The voice pipeline is the core of Rubber Duck’s conversational interface. It handles audio I/O, voice activity detection, speech-to-text, text-to-speech, and barge-in behavior through the OpenAI Realtime API.
Pipeline Overview
┌─────────────────────────────────────────────────────────────────┐
│ User speaks (microphone) │
└────────────────────────────────┬────────────────────────────────┘
│
▼
┌─────────────────────────────────────────────────────────────────┐
│ AudioManager (Swift) │
│ - AVAudioEngine with VoiceProcessingIO │
│ - Voice Activity Detection (VAD) │
│ - PCM16 24kHz mono capture │
│ - Optional software echo cancellation │
└────────────────────────────────┬────────────────────────────────┘
│ Base64 chunks (every 100ms)
▼
┌─────────────────────────────────────────────────────────────────┐
│ RealtimeClient (Swift WebSocket) │
│ - Sends: input_audio_buffer.append │
│ - Receives: speech_started, speech_stopped, transcription │
│ response.audio.delta, function_call │
└────────────────────────────────┬────────────────────────────────┘
│ OpenAI Realtime API (WebSocket)
│ wss://api.openai.com/v1/realtime
▼
┌─────────────────────────────────────────────────────────────────┐
│ OpenAI Realtime API │
│ - Server VAD (turn detection) │
│ - Streaming STT (input_audio_transcription) │
│ - GPT-4o Realtime response generation │
│ - Streaming TTS (output_audio.delta) │
│ - Function call support │
└────────────────────────────────┬────────────────────────────────┘
│ Audio deltas (base64 PCM16)
▼
┌─────────────────────────────────────────────────────────────────┐
│ AudioPlaybackManager (Swift) │
│ - AVAudioEngine playback node │
│ - PCM16 24kHz mono decoding │
│ - Immediate stop on barge-in │
│ - Playback progress tracking for truncation │
└────────────────────────────────┬────────────────────────────────┘
│
▼
┌─────────────────────────────────────────────────────────────────┐
│ Speaker output (TTS playback) │
└─────────────────────────────────────────────────────────────────┘
Audio Capture (AudioManager)
Configuration
Format:
- Sample rate: 24,000 Hz (OpenAI Realtime API requirement)
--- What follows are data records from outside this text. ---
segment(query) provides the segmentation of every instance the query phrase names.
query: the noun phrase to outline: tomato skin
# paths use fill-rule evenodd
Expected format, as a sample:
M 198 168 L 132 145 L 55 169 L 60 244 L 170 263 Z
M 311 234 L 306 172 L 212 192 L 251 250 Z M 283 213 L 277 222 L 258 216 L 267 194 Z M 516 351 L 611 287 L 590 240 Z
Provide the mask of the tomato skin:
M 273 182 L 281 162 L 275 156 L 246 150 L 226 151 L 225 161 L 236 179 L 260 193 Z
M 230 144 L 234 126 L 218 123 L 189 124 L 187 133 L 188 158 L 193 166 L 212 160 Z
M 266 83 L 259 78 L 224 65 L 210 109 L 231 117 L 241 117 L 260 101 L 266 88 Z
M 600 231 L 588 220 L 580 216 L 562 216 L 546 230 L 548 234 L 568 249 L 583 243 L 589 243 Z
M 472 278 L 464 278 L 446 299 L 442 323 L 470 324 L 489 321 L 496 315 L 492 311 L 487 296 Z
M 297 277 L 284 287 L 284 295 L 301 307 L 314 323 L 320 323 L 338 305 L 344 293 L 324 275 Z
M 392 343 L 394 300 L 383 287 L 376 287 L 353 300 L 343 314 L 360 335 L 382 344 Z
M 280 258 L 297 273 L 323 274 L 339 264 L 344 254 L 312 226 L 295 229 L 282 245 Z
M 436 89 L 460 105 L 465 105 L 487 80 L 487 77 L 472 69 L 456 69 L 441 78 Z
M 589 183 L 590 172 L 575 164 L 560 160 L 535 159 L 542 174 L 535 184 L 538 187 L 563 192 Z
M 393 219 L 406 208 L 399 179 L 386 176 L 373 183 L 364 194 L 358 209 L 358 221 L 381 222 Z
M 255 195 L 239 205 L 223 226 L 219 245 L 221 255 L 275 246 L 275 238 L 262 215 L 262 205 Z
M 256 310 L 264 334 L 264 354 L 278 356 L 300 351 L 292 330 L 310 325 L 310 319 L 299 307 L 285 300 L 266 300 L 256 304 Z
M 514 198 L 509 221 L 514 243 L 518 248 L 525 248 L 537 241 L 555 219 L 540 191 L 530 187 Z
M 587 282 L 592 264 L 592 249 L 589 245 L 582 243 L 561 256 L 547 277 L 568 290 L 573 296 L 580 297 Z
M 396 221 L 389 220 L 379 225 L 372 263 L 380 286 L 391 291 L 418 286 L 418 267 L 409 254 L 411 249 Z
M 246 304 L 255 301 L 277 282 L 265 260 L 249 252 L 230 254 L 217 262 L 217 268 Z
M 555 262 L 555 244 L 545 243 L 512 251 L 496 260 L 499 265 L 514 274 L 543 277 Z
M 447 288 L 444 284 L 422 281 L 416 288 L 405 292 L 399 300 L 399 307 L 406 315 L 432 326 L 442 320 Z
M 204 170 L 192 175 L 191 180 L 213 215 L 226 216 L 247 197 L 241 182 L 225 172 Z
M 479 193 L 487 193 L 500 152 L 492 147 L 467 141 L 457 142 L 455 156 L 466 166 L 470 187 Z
- Format: PCM16 (16-bit linear PCM)
- Channels: Mono
- Encoding: Base64 for WebSocket transport
Hardware Setup (VoiceSessionCoordinator.swift:546-575):
audioManager.startStreaming(
onChunk: { [weak self] base64Chunk in
// Send to Realtime API every ~100ms
self?.realtimeClient.sendAudio(base64Chunk: base64Chunk)
},
onError: { error in
// Handle mic permission or hardware failures
}
)
Echo Cancellation
Rubber Duck supports three echo cancellation modes:
-
Hardware AEC (VoiceProcessingIO): Best quality, enabled by default on supported devices
- Real-time echo cancellation in hardware
- Allows mic to stay open during TTS playback for instant barge-in
- Detected via
audioManager.isEchoCancellationActive
-
Software AEC: Fallback for devices without hardware AEC
- Signal processing to reduce echo
- Requires longer confirmation delay before barge-in
- Detected via
audioManager.isSoftwareAECActive
-
No AEC: Fallback when neither is available
- Input is muted during TTS playback
- Unmuted after playback queue drains
- Longer speech suppression windows to avoid false triggers
Echo Suppression Logic (VoiceSessionCoordinator.swift:414-428):
if state == .speaking {
// Hardware AEC: keep mic open for instant barge-in
audioManager.muteInput = audioManager.isEchoCancellationActive ? false : true
} else if wasLeavingSpeaking {
// Software unmute after playback settles
let unmuteDelay: TimeInterval = isAnyAECActive ? 0.4 : 0.1
scheduleInputUnmute(afterSeconds: unmuteDelay, maxAdditionalDelay: 0.8)
}
Voice Activity Detection (VAD)
Rubber Duck uses server-side VAD from the OpenAI Realtime API for turn detection:
Server Events:
input_audio_buffer.speech_started: User started speaking
input_audio_buffer.speech_stopped: User stopped speaking (triggers response)
Client-Side Suppression (VoiceSessionCoordinator.swift:824-876):
To prevent echo-induced false positives, the app applies temporal guards:
// Ignore speech_started during input mute
if audioManager.muteInput { return }
// Ignore during VAD suppression window (post-playback)
if now < vadSuppressedUntil { return }
// Ignore shortly after assistant audio (without AEC)
if !isAnyAECActive,
let lastAudioDelta = lastAssistantAudioDeltaAt,
now.timeIntervalSince(lastAudioDelta) < 0.45 {
return
}
Configuration (via OpenAI Realtime session):
turn_detection.type: server_vad
turn_detection.threshold: Default (0.5)
turn_detection.prefix_padding_ms: 300
turn_detection.silence_duration_ms: 500
Speech-to-Text (STT)
The OpenAI Realtime API provides streaming transcription as the user speaks.
Events:
conversation.item.input_audio_transcription.completed: Final transcript of user speech
- Transcript is automatically added to conversation context
Handling (VoiceSessionCoordinator.swift:1051-1053):
func realtimeClient(_ client: any RealtimeClientProtocol,
didReceiveInputAudioTranscriptionDone text: String,
itemId: String?) {
appendUserTextIfNew(text, itemID: itemId)
// text is logged to conversation history and displayed in CLI
}
Voice-Friendly Transcript:
- Optimized for natural speech (“um”, “uh” filtered by server)
- Displayed in CLI as
[user] event
- Stored in conversation history for context
Text-to-Speech (TTS)
Assistant responses are synthesized by the OpenAI Realtime API and streamed as audio chunks.
Events:
response.audio.delta: Incremental audio chunks (base64 PCM16)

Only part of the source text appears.